A withdrawn 12-year-old (Paula Sheppard) becomes the prime suspect when her younger sister (Brooke Shields) is murdered during her first communion, in Alice, Sweet Alice – AKA Communion, Holy Terror and Feather Ded. OK I made that last one up.
In the decade of The Omen and The Exorcist, ’70s horror was obsessed with religion – but few flicks were as unambiguously anti-Christianity as this 1976 slasher. Here the villain is not the devil but the Catholic Church itself, which director Alfred Sole paints in broad, comical strokes as a deeply creepy institution that rewards zealotry and punishes difference.

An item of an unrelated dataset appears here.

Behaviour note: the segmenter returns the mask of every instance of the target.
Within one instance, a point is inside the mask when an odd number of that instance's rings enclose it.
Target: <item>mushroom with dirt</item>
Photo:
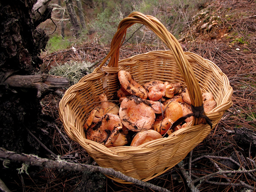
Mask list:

The picture emphasises the sinister control the Church exercises over Alice’s school and home life, insisting on handling the case internally – ie. not at all. They quickly scapegoat the young non-conformist in a manner befitting an organisation whose idea of evidence is a soiled bit of cloth.
Sole’s unsettling direction includes a Vertigo-esque bell tower sequence and Don’t Look Now mac – find it on the horror raincoat rail between Dressed to Kill and Single White Female.
A lack of likeable characters keeps it from becoming the best film set in Paterson, New Jersey thanks to Jim Jarmusch, but we do sympathise with Alice’s discontent in a similar way to Tony in Xtro. The movie is also notable for its distinctly giallo flavour and the cinematic debut of confused vegan Brooke Shields.
More interesting than your average slasher, Alice, Sweet Alice is what happens when Hitchcock meets Hitchens. It’s not exactly Mass entertainment, but beatiful in its own way.